Faeser: “Sınır Dışı Yasalarını Sıkılaştırdık”
Almanya İçişleri Bakanı Nancy Faeser (SPD), saldırının ardından hukuk devletinin “azami sertlikle” yanıt vereceğini duyurdu. “Şiddet suçlularının sınır dışı edilmesi ve daha fazla deportasyon için yasaları önemli ölçüde sıkılaştırdık, şimdi bunları tam anlamıyla uygulamamız gerekiyor” diyen Faeser, Almanya’nın, Taliban yönetimine rağmen Afganistan’a sınır dışı işlemlerine yeniden başlayan tek Avrupa ülkesi olduğunu belirterek, bu uygulamanın devam edeceğini söyledi.
Geçtiğimiz yaz Solingen’de bir şehir festivaline yönelik, “İslamcı motivasyonlu” olduğu düşünülen bir saldırının ardından hükûmet bir güvenlik paketi kabul etmişti. Bu paket, oturum ve silah yasalarında sıkılaştırmaların yanı sıra güvenlik birimlerine daha fazla yetki verilmesini içeriyordu. Reform tasarılarının bir kısmı Federal Konsey’den (Bundesrat) geri dönerken, CDU ve CSU partileri daha kapsamlı değişiklikler talep etmişti.
Birlik Partileri’nin (CDU/CSU) başbakan adayı Friedrich Merz ise yaklaşan seçimleri hatırlatarak, “Almanya’daki insanların güvenliği bizim önceliğimiz olacak. Hukuku ve düzeni tavizsiz şekilde uygulayacağız.” dedi ve Almanya’da değişimin şart olduğunu vurguladı.
Habeck: “Kapsamlı Bir Güvenlik Hamlesi Gerekiyor”
Başbakan Yardımcısı ve Yeşiller’in başbakan adayı Robert Habeck, olayın tüm yönleriyle aydınlatılmasının “şu an en büyük öncelik” olduğunu vurguladı. “Şüphelinin daha önce yetkililerin dikkatini nasıl çektiği ve olayın radikal İslamcı bir arka planı olup olmadığı açıklığa kavuşturulmalı.” diyen Habeck, ayrıca diğer saldırılarla benzerlikler olup olmadığının incelenmesi ve saldırıdan güvenliği artırmaya yönelik dersler çıkarılması gerektiğini ifade etti.
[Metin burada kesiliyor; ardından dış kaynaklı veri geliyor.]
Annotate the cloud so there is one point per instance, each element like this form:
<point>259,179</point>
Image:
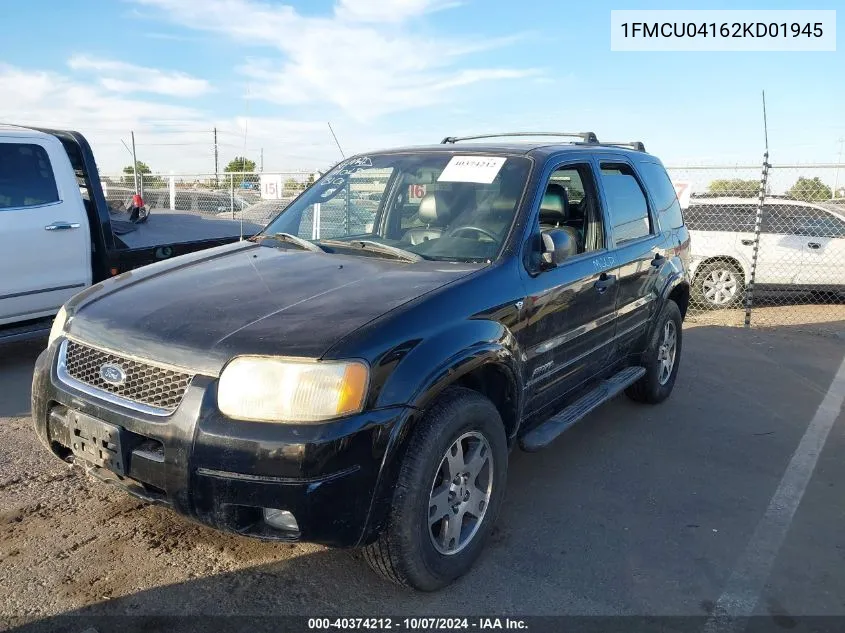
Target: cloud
<point>390,12</point>
<point>172,137</point>
<point>365,58</point>
<point>119,76</point>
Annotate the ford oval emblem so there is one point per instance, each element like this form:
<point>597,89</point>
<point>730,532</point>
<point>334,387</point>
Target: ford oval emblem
<point>113,374</point>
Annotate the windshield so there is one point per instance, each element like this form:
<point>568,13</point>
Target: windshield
<point>438,205</point>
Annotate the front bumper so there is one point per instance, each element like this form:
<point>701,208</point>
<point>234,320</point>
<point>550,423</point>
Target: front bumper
<point>222,472</point>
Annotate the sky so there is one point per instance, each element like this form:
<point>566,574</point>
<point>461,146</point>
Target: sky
<point>271,74</point>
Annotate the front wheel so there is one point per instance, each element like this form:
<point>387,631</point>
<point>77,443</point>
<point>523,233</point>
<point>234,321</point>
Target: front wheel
<point>448,494</point>
<point>661,358</point>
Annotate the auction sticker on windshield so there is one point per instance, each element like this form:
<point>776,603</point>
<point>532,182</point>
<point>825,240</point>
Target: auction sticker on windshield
<point>480,169</point>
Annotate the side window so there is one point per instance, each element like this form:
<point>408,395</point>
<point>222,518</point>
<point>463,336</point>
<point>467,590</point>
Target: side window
<point>781,219</point>
<point>658,183</point>
<point>818,223</point>
<point>26,176</point>
<point>570,203</point>
<point>627,204</point>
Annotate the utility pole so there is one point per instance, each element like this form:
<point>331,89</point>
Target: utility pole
<point>134,163</point>
<point>216,176</point>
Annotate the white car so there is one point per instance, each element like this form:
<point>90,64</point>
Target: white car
<point>802,248</point>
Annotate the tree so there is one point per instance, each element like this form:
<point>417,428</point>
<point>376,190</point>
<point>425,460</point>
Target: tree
<point>809,190</point>
<point>735,187</point>
<point>237,166</point>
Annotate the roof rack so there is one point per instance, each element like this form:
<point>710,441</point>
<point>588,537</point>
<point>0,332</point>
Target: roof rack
<point>586,137</point>
<point>637,145</point>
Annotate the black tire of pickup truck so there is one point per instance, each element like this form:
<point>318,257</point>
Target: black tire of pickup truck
<point>649,389</point>
<point>404,552</point>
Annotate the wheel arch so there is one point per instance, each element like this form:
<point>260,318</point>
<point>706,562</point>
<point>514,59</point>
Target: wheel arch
<point>489,366</point>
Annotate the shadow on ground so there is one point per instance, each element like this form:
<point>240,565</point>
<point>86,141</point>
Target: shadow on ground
<point>17,361</point>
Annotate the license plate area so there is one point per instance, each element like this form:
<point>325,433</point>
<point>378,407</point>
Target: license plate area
<point>97,442</point>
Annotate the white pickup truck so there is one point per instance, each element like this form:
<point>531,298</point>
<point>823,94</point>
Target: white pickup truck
<point>58,235</point>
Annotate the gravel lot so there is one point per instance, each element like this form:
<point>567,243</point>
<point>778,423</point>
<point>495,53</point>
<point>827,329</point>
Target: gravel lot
<point>640,511</point>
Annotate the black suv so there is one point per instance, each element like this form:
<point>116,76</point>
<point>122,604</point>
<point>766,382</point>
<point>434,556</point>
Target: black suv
<point>365,388</point>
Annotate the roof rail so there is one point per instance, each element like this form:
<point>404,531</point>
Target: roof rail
<point>586,137</point>
<point>637,145</point>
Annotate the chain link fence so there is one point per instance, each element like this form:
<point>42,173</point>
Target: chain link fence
<point>789,269</point>
<point>797,257</point>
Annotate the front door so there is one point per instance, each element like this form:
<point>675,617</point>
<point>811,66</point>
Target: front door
<point>570,308</point>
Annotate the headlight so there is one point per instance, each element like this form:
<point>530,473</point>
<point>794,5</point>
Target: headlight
<point>58,326</point>
<point>266,389</point>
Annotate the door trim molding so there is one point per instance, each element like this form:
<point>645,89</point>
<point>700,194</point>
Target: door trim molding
<point>556,341</point>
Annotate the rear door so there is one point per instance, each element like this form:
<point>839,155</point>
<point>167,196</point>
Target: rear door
<point>45,244</point>
<point>570,328</point>
<point>639,249</point>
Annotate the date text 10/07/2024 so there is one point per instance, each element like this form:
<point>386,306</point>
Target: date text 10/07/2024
<point>416,624</point>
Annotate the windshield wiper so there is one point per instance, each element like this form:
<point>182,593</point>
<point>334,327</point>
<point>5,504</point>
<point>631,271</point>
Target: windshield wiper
<point>288,238</point>
<point>378,247</point>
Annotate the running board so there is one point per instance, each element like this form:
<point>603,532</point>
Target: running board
<point>543,435</point>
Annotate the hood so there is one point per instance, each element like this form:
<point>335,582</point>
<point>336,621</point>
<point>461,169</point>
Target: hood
<point>199,311</point>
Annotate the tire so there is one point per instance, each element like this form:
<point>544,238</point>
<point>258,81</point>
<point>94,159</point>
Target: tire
<point>405,552</point>
<point>655,386</point>
<point>717,285</point>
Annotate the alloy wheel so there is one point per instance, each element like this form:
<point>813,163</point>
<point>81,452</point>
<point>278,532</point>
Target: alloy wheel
<point>460,493</point>
<point>666,352</point>
<point>720,286</point>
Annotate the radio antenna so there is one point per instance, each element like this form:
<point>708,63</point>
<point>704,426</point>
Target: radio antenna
<point>342,155</point>
<point>765,124</point>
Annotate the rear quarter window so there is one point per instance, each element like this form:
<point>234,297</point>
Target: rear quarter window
<point>663,193</point>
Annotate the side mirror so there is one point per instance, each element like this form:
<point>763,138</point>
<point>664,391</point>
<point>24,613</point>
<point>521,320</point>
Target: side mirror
<point>558,245</point>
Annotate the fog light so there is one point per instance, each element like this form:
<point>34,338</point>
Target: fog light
<point>280,519</point>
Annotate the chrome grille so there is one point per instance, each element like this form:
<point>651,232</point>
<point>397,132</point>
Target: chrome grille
<point>147,384</point>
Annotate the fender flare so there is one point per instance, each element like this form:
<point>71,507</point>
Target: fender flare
<point>491,344</point>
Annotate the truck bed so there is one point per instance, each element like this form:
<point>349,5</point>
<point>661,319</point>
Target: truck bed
<point>165,227</point>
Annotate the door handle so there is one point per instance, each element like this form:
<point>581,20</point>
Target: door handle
<point>605,281</point>
<point>61,226</point>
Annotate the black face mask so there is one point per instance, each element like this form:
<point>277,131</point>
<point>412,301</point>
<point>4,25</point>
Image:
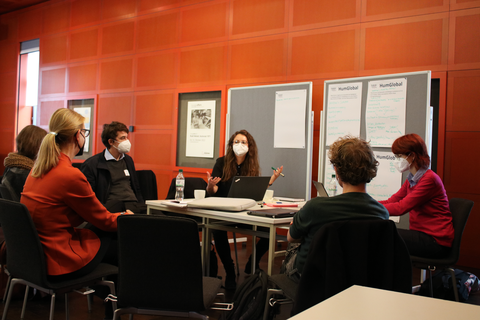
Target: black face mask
<point>80,152</point>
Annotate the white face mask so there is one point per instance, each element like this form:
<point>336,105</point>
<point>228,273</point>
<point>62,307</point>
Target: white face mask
<point>124,146</point>
<point>240,149</point>
<point>401,164</point>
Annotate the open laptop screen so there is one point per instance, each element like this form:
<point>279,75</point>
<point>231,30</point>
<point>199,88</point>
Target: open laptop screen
<point>248,187</point>
<point>320,189</point>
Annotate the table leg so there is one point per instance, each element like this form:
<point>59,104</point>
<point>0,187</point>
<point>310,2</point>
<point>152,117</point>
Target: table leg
<point>206,246</point>
<point>271,249</point>
<point>254,251</point>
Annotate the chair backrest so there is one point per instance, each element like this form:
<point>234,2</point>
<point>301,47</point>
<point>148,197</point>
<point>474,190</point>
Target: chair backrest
<point>5,193</point>
<point>191,184</point>
<point>460,209</point>
<point>25,257</point>
<point>362,252</point>
<point>148,184</point>
<point>159,263</point>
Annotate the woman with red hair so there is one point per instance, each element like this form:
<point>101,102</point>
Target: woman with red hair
<point>424,196</point>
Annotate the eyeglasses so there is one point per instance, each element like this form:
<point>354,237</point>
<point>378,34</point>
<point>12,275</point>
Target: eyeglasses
<point>240,141</point>
<point>86,131</point>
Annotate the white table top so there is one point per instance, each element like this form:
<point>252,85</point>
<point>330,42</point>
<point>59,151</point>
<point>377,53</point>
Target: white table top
<point>363,303</point>
<point>231,216</point>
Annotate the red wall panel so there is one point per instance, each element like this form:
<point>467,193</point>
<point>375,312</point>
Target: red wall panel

Habeck, bu saldırının, mevcut güvenlik açıklarını kapatacak “kapsamlı bir güvenlik hamlesinin” ne kadar gerekli olduğunu gösterdiğini vurguladı.
Wagenknecht: “Kontrolsüz Göçü Durdurmalıyız”
Redaktionsnetzwerk Deutschland ile yaptığı röportajda Sahra Wagenknecht İttifakı (BSW) lideri Sahra Wagenknecht, Afganistan’a yönelik sınır dışı işlemlerinin daha kararlı bir şekilde uygulanmasını talep etti. Münih’teki gibi suçlarla mücadelenin “ancak kontrolsüz göçü durdurup ülkemiz ve Almanya’daki insanlar için tehdit oluşturanları kararlı bir şekilde sınır dışı edersek mümkün olacağını” belirtti.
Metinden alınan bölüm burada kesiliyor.